Explaining ML with neural networks

I’m working on interactive visualisations for Machine Learning for Kids that explain more of the machine learning models that children create.

Machine Learning for Kids is a platform to teach children about artificial intelligence and machine learning, by giving them a simple tool for training machine learning models, and using that to make projects using tools like Scratch. I’ve described before how I’ve seen children learn a lot about machine learning principles by being able to play and experiment with it.

But I still want the site to do more to explain how the tech actually works. I’ve done this before for the decision tree classifiers that students train for numbers projects but with this new feature I’m trying to explain neural networks.

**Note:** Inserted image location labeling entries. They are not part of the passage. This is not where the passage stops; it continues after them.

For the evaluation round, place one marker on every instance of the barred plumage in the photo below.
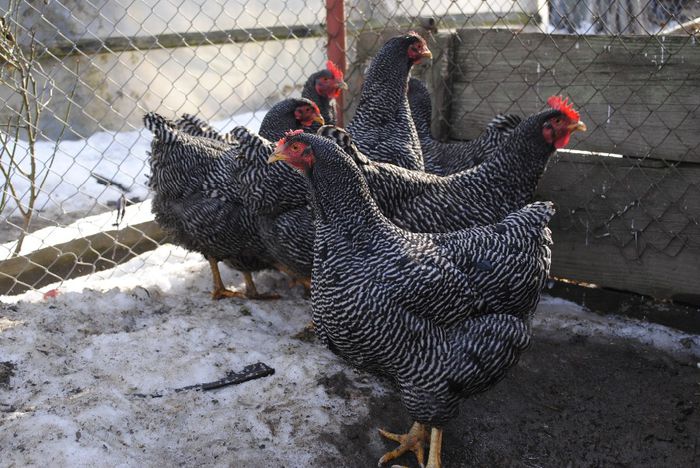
(195, 126)
(449, 158)
(423, 202)
(382, 126)
(444, 315)
(196, 200)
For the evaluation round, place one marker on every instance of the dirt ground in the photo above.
(571, 401)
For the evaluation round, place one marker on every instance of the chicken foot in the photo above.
(251, 292)
(220, 290)
(413, 441)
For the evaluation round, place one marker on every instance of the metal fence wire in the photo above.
(78, 76)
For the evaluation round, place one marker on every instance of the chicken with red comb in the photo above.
(323, 88)
(558, 130)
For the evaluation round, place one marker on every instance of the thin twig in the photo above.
(251, 372)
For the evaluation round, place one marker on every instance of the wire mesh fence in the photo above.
(78, 76)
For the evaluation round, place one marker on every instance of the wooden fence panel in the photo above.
(638, 95)
(626, 224)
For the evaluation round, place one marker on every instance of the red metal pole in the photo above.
(335, 23)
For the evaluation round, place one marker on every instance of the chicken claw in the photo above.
(251, 292)
(413, 441)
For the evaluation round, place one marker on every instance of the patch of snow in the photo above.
(149, 326)
(67, 167)
(555, 314)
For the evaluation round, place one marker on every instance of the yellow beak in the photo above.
(276, 156)
(580, 126)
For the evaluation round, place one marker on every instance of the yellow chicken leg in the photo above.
(434, 460)
(251, 292)
(220, 290)
(413, 441)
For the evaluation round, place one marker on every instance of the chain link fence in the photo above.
(78, 76)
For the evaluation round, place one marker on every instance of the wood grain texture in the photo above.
(638, 95)
(626, 224)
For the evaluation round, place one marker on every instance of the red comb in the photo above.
(563, 105)
(335, 71)
(318, 111)
(288, 134)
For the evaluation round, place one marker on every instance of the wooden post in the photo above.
(335, 20)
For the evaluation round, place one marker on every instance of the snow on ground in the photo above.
(149, 326)
(68, 165)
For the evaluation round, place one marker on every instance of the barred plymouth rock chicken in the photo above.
(443, 315)
(382, 126)
(323, 88)
(207, 192)
(195, 126)
(290, 114)
(507, 181)
(196, 201)
(450, 158)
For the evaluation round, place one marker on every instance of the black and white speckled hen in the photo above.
(196, 200)
(265, 201)
(444, 315)
(449, 158)
(382, 126)
(290, 114)
(421, 202)
(323, 88)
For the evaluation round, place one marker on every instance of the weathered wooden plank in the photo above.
(626, 224)
(78, 257)
(638, 95)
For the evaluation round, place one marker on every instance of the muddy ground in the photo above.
(571, 401)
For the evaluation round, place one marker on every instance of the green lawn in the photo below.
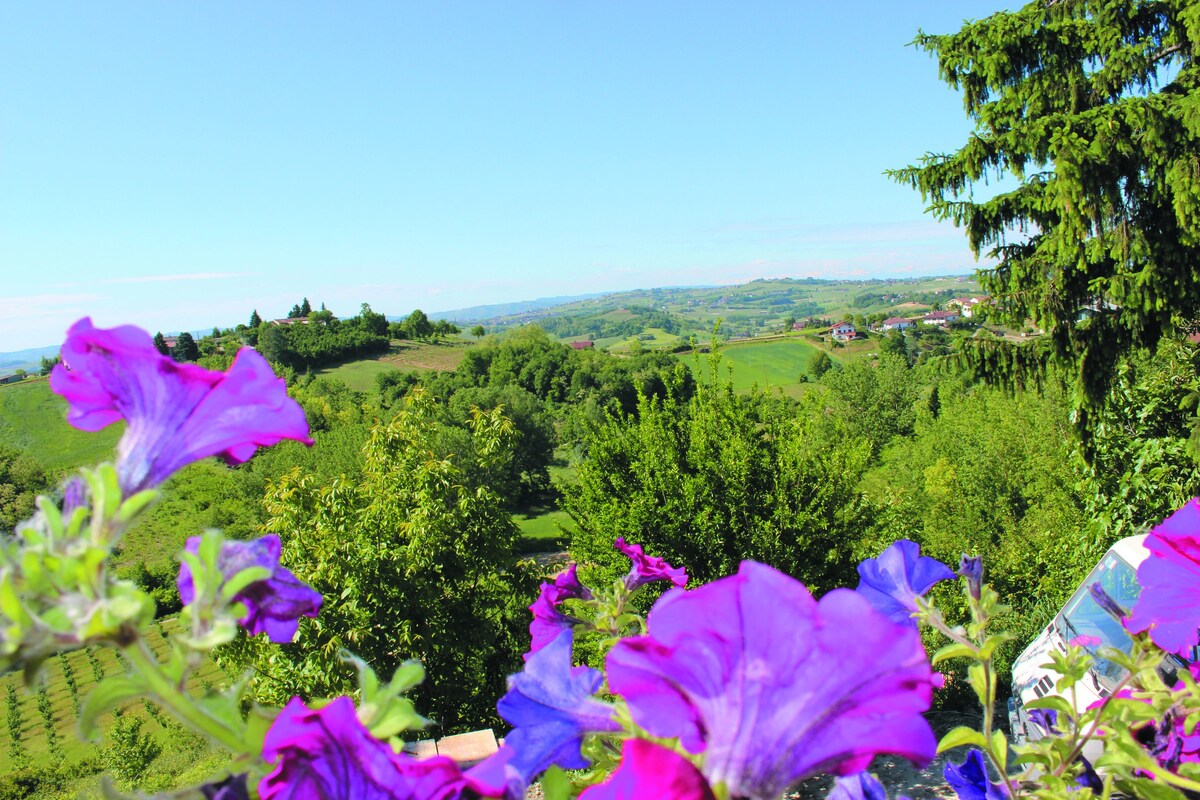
(769, 364)
(33, 419)
(359, 376)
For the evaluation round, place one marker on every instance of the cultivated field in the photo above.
(403, 355)
(33, 419)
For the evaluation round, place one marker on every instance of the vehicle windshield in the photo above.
(1083, 617)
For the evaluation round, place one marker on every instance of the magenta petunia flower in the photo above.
(893, 581)
(329, 755)
(1170, 583)
(175, 413)
(771, 685)
(651, 770)
(273, 606)
(547, 620)
(551, 708)
(648, 569)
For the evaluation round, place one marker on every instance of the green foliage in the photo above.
(130, 752)
(994, 475)
(185, 348)
(1091, 108)
(414, 560)
(1143, 462)
(876, 401)
(709, 481)
(22, 479)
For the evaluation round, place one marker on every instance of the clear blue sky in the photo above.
(178, 164)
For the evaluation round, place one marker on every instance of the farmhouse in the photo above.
(843, 331)
(940, 318)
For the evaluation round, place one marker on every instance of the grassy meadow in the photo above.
(405, 355)
(33, 419)
(768, 364)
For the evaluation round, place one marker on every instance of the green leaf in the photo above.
(953, 650)
(105, 697)
(960, 737)
(556, 785)
(1000, 750)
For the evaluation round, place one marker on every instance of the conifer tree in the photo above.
(186, 348)
(1091, 109)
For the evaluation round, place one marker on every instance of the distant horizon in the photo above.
(169, 164)
(448, 312)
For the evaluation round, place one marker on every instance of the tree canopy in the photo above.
(1087, 114)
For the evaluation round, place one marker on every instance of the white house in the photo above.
(941, 318)
(843, 331)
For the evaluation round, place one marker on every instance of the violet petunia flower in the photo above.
(753, 672)
(233, 787)
(551, 708)
(175, 413)
(863, 786)
(547, 621)
(274, 606)
(893, 581)
(971, 567)
(651, 770)
(648, 569)
(970, 779)
(1170, 582)
(1045, 719)
(329, 755)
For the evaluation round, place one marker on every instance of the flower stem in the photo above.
(177, 702)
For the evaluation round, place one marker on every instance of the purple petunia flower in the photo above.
(1045, 719)
(648, 569)
(547, 620)
(754, 673)
(175, 413)
(651, 770)
(970, 779)
(863, 786)
(1170, 582)
(273, 606)
(971, 567)
(329, 755)
(233, 787)
(893, 581)
(551, 707)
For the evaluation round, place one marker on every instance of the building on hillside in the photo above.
(898, 323)
(940, 318)
(966, 305)
(843, 331)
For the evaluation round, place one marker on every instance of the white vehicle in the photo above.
(1080, 617)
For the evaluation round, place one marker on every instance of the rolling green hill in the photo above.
(34, 420)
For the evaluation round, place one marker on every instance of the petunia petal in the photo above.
(175, 413)
(649, 770)
(753, 672)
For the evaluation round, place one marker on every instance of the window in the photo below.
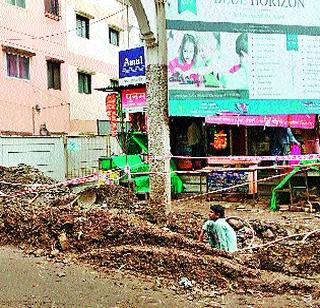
(53, 71)
(52, 7)
(114, 83)
(20, 3)
(84, 83)
(17, 66)
(82, 26)
(114, 37)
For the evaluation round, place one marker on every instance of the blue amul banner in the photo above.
(132, 62)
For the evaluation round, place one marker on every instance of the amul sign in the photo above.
(132, 66)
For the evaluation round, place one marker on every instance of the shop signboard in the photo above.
(134, 100)
(249, 57)
(295, 120)
(132, 67)
(111, 108)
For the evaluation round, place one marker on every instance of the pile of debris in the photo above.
(114, 233)
(25, 185)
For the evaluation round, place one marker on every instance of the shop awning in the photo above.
(306, 121)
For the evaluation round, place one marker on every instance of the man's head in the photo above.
(216, 212)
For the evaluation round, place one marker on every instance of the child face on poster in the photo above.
(208, 46)
(188, 49)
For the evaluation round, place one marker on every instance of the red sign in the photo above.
(293, 120)
(111, 108)
(134, 99)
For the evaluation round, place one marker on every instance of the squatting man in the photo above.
(219, 233)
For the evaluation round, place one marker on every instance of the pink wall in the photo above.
(19, 96)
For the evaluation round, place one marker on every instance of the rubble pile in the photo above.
(24, 178)
(114, 197)
(292, 258)
(114, 232)
(111, 240)
(21, 175)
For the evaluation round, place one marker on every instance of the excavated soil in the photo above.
(116, 233)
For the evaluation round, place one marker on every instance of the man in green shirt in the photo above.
(219, 233)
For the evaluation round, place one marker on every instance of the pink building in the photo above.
(55, 53)
(33, 81)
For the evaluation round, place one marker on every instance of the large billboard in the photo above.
(248, 57)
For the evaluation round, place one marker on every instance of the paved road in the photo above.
(27, 281)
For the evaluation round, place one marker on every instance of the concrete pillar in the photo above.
(157, 99)
(158, 136)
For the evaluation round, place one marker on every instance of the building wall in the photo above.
(65, 110)
(29, 29)
(95, 56)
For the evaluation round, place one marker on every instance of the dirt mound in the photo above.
(114, 197)
(123, 240)
(21, 175)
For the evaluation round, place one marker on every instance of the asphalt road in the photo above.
(28, 281)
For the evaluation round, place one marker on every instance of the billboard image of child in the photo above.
(237, 76)
(196, 60)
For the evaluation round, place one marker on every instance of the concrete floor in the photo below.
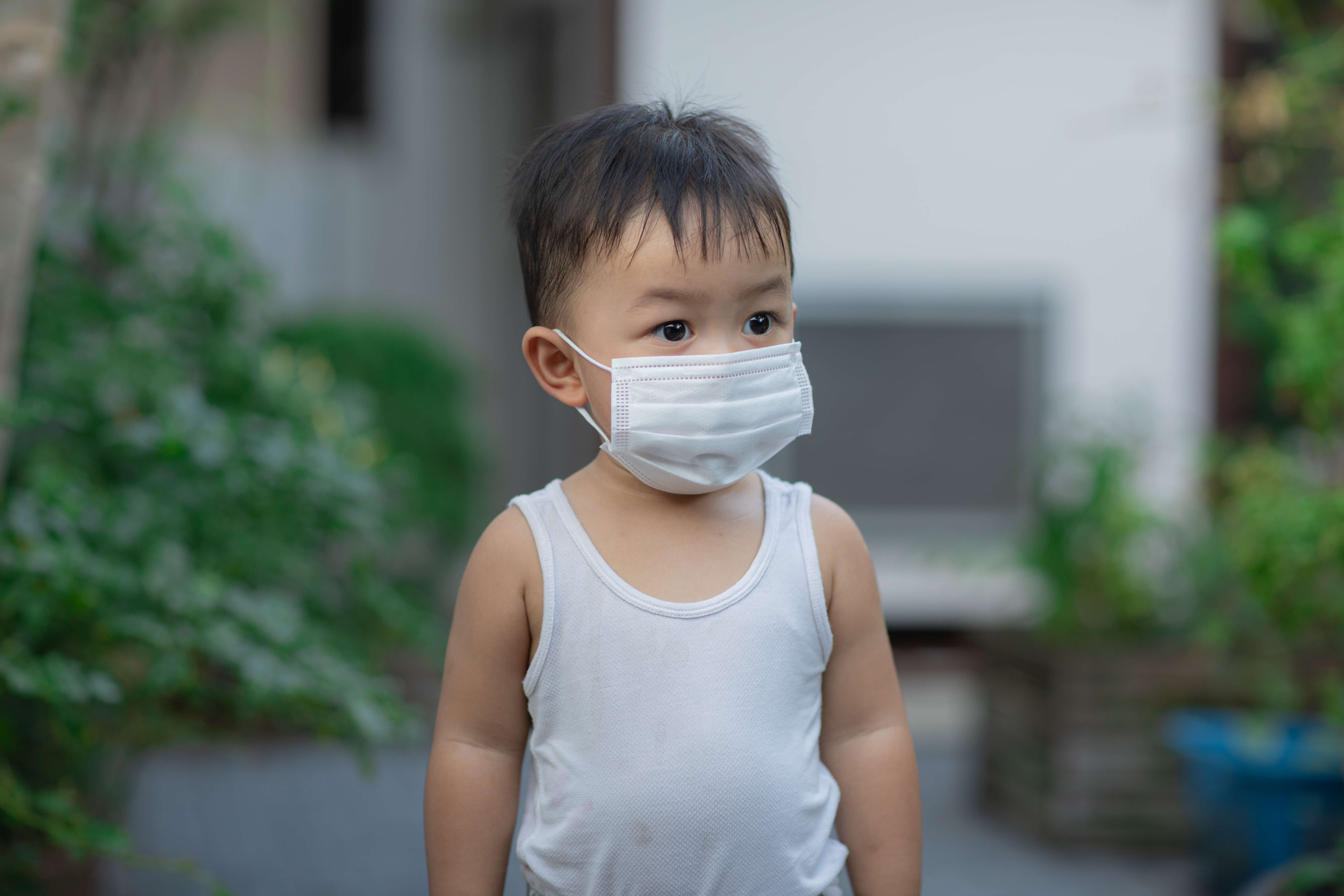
(300, 820)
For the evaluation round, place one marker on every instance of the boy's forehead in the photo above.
(650, 241)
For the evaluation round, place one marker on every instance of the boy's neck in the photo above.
(607, 480)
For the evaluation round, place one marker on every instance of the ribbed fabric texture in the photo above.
(675, 745)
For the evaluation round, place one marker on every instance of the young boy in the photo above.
(693, 652)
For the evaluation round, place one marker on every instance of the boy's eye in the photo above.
(674, 331)
(759, 324)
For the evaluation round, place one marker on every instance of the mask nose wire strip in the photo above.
(584, 412)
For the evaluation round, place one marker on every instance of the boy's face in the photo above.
(647, 300)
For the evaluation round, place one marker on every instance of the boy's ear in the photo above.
(553, 366)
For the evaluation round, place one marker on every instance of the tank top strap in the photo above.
(542, 518)
(796, 522)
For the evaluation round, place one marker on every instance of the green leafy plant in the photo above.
(1279, 496)
(1107, 559)
(195, 533)
(419, 405)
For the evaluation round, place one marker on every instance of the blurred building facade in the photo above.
(1002, 220)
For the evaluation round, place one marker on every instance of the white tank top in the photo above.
(675, 745)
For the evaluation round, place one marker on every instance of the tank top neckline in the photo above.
(643, 601)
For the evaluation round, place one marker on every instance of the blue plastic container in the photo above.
(1263, 790)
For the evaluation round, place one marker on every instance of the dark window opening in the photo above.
(349, 91)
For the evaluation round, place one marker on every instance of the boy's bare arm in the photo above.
(865, 738)
(480, 734)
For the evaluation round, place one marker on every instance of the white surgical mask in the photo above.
(694, 424)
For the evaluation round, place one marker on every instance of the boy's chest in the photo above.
(677, 559)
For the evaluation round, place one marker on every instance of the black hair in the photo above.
(585, 181)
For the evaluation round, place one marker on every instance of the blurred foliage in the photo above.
(1279, 494)
(1105, 558)
(208, 531)
(1322, 875)
(197, 533)
(419, 409)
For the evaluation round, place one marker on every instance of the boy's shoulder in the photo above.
(507, 542)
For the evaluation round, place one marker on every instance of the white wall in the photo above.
(984, 147)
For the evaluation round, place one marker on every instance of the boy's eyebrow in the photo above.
(673, 295)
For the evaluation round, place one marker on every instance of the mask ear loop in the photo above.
(584, 412)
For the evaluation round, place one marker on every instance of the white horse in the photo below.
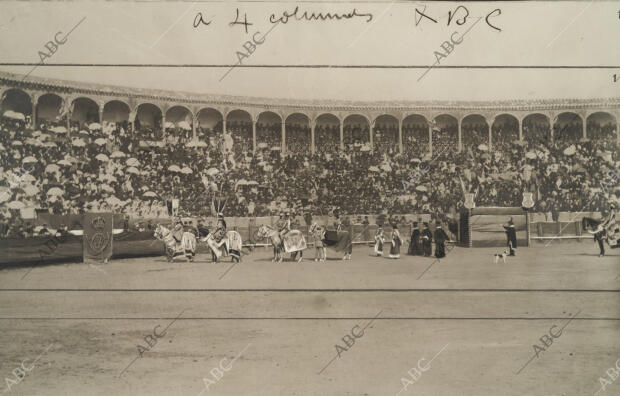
(293, 242)
(186, 248)
(230, 245)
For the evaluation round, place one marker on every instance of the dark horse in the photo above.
(339, 240)
(608, 232)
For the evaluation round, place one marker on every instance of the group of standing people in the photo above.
(421, 243)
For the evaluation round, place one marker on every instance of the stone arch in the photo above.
(209, 123)
(356, 131)
(445, 133)
(385, 133)
(504, 131)
(298, 137)
(327, 132)
(84, 111)
(148, 122)
(475, 131)
(568, 127)
(602, 125)
(269, 130)
(49, 109)
(415, 135)
(179, 122)
(536, 127)
(239, 125)
(17, 100)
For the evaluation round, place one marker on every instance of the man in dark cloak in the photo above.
(415, 249)
(600, 237)
(440, 241)
(427, 241)
(511, 237)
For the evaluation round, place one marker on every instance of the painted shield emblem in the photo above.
(98, 241)
(469, 201)
(528, 201)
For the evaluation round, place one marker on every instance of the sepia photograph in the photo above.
(338, 198)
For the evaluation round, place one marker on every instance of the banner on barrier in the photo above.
(97, 236)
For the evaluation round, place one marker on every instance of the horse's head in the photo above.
(588, 223)
(262, 232)
(312, 227)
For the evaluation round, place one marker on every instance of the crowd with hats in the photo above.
(113, 167)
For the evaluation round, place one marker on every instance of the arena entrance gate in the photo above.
(482, 227)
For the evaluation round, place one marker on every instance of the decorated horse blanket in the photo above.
(229, 245)
(339, 240)
(294, 241)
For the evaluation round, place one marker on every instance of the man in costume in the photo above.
(414, 245)
(440, 241)
(511, 237)
(427, 241)
(396, 242)
(379, 241)
(284, 225)
(177, 231)
(220, 228)
(599, 237)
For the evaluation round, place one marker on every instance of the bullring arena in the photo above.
(544, 322)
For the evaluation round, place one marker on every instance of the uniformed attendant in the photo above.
(396, 242)
(379, 241)
(414, 245)
(440, 241)
(511, 237)
(177, 231)
(427, 241)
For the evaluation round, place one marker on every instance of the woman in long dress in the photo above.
(396, 242)
(379, 241)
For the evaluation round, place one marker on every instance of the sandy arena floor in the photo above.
(77, 327)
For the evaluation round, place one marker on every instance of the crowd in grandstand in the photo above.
(123, 168)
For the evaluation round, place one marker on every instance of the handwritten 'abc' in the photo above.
(250, 47)
(52, 47)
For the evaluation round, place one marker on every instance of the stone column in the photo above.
(254, 136)
(400, 135)
(194, 121)
(460, 132)
(33, 117)
(312, 142)
(370, 129)
(163, 125)
(490, 123)
(430, 138)
(283, 136)
(584, 134)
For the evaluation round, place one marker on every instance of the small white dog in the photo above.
(502, 256)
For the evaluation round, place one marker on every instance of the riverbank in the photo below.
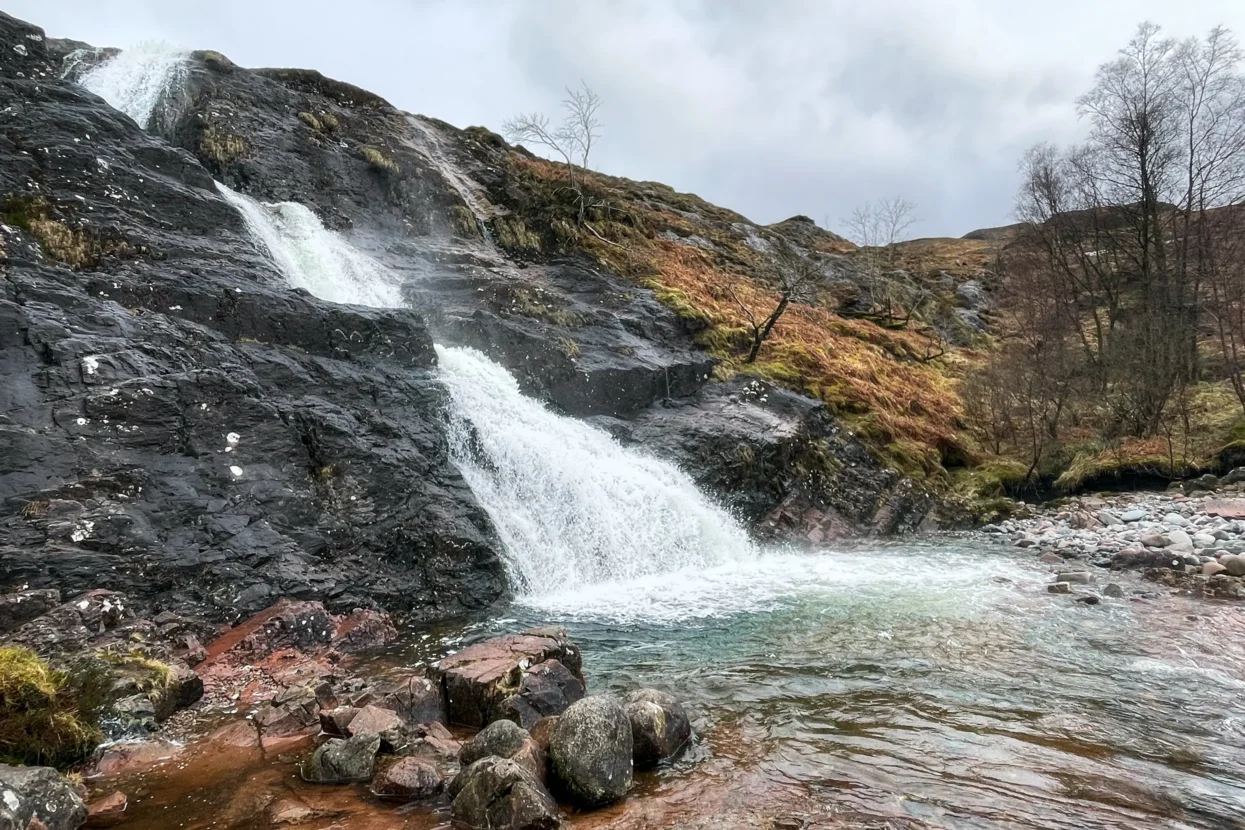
(1189, 539)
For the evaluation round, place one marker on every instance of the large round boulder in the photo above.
(498, 794)
(590, 752)
(659, 726)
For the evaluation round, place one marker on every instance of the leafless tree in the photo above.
(875, 228)
(572, 139)
(798, 271)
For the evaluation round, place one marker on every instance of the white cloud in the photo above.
(776, 108)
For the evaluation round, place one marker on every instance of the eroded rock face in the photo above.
(591, 752)
(39, 797)
(659, 726)
(167, 429)
(481, 680)
(498, 794)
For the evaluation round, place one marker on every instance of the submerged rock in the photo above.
(659, 726)
(39, 797)
(498, 794)
(339, 760)
(591, 752)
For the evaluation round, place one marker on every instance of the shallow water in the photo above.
(935, 683)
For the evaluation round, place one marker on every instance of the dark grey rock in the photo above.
(339, 760)
(591, 752)
(659, 726)
(498, 794)
(34, 797)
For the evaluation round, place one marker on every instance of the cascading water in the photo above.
(137, 80)
(573, 507)
(314, 258)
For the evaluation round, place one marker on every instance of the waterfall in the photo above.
(573, 507)
(577, 512)
(138, 80)
(314, 258)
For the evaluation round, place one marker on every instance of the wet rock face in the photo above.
(659, 726)
(177, 422)
(501, 795)
(591, 752)
(488, 681)
(39, 797)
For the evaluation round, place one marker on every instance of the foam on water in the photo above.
(136, 80)
(573, 507)
(314, 258)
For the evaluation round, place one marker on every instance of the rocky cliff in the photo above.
(177, 422)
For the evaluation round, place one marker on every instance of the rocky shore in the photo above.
(1189, 539)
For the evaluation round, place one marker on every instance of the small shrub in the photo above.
(379, 159)
(311, 121)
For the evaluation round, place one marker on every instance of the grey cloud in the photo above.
(770, 108)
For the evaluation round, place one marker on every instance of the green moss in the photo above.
(220, 146)
(46, 716)
(311, 121)
(379, 159)
(514, 235)
(463, 222)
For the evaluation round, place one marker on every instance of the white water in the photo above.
(314, 258)
(573, 507)
(138, 79)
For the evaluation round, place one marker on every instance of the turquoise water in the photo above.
(936, 685)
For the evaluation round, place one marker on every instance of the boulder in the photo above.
(416, 699)
(501, 738)
(659, 726)
(412, 778)
(591, 752)
(106, 811)
(339, 762)
(375, 721)
(498, 794)
(506, 739)
(479, 680)
(39, 797)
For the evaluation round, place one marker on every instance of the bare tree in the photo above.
(875, 228)
(799, 271)
(572, 139)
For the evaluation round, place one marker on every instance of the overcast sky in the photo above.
(770, 107)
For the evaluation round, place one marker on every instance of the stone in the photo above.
(412, 778)
(498, 794)
(478, 680)
(339, 762)
(501, 738)
(1179, 541)
(30, 794)
(659, 727)
(416, 699)
(335, 722)
(374, 721)
(591, 752)
(106, 811)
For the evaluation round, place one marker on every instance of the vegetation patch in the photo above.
(46, 716)
(220, 146)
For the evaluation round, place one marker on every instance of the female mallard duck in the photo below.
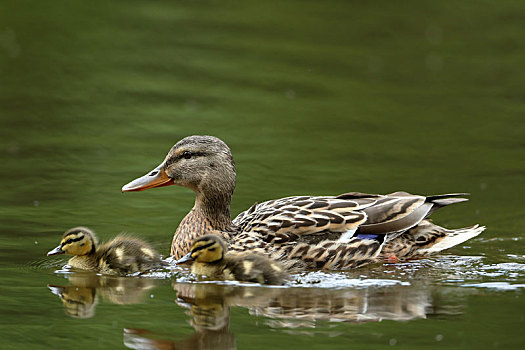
(210, 258)
(122, 255)
(328, 232)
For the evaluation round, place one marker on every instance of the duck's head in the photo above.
(205, 249)
(76, 241)
(201, 163)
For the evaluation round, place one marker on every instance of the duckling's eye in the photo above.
(186, 154)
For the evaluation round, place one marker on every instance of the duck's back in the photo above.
(125, 255)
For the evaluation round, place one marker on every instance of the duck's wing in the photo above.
(303, 215)
(397, 212)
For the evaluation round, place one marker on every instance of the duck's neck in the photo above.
(215, 208)
(211, 213)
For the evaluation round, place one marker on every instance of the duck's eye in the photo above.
(186, 154)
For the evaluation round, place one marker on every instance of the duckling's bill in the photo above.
(155, 178)
(58, 250)
(186, 258)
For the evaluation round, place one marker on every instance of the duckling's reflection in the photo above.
(209, 306)
(81, 297)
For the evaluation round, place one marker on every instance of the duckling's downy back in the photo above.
(127, 254)
(122, 255)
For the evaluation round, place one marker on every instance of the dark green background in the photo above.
(313, 97)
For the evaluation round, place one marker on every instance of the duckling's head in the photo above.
(206, 249)
(202, 163)
(76, 241)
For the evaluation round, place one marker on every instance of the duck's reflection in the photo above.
(294, 308)
(81, 296)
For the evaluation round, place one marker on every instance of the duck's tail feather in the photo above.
(426, 239)
(453, 238)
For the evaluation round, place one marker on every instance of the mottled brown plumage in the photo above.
(120, 256)
(327, 232)
(210, 258)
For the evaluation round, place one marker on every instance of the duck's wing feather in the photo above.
(399, 211)
(304, 215)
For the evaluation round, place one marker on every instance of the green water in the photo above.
(313, 97)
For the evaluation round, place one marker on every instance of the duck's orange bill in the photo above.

I’ve recorded a video run-through of what I’ve done so far. The screenshots below link to different sections of the video.

For this demo, I’m going to use a project based on smart assistants – where students train a model to understand a few different commands. e.g. If they give it a command to turn on the fan, their model has been trained to recognise that and the fan starts spinning.

They train this by creating these three buckets, filling them with examples of how to give each of the commands, and using these training examples to create their own custom machine learning model.

This is the new section.

My goal is to use this to give students an introduction to how the neural network was trained for their project.

It’s not an accurate visualisation of their actual model, because that would be too complicated – so I’m showing them a visualisation that has enough elements in common with their actual model to be able to explain the idea.

To start with, I use a very traditional neural network diagram, to explain how the model is made up of these nodes shown as circles, that are arranged in layers.

And that models with a lot of these layers are described as deep – which can give good results, but can take a long time to train.

Now I start stepping them through the model.

Instead of doing it in the abstract, I do it with one of their training examples – this is something they will have typed into one of their training buckets.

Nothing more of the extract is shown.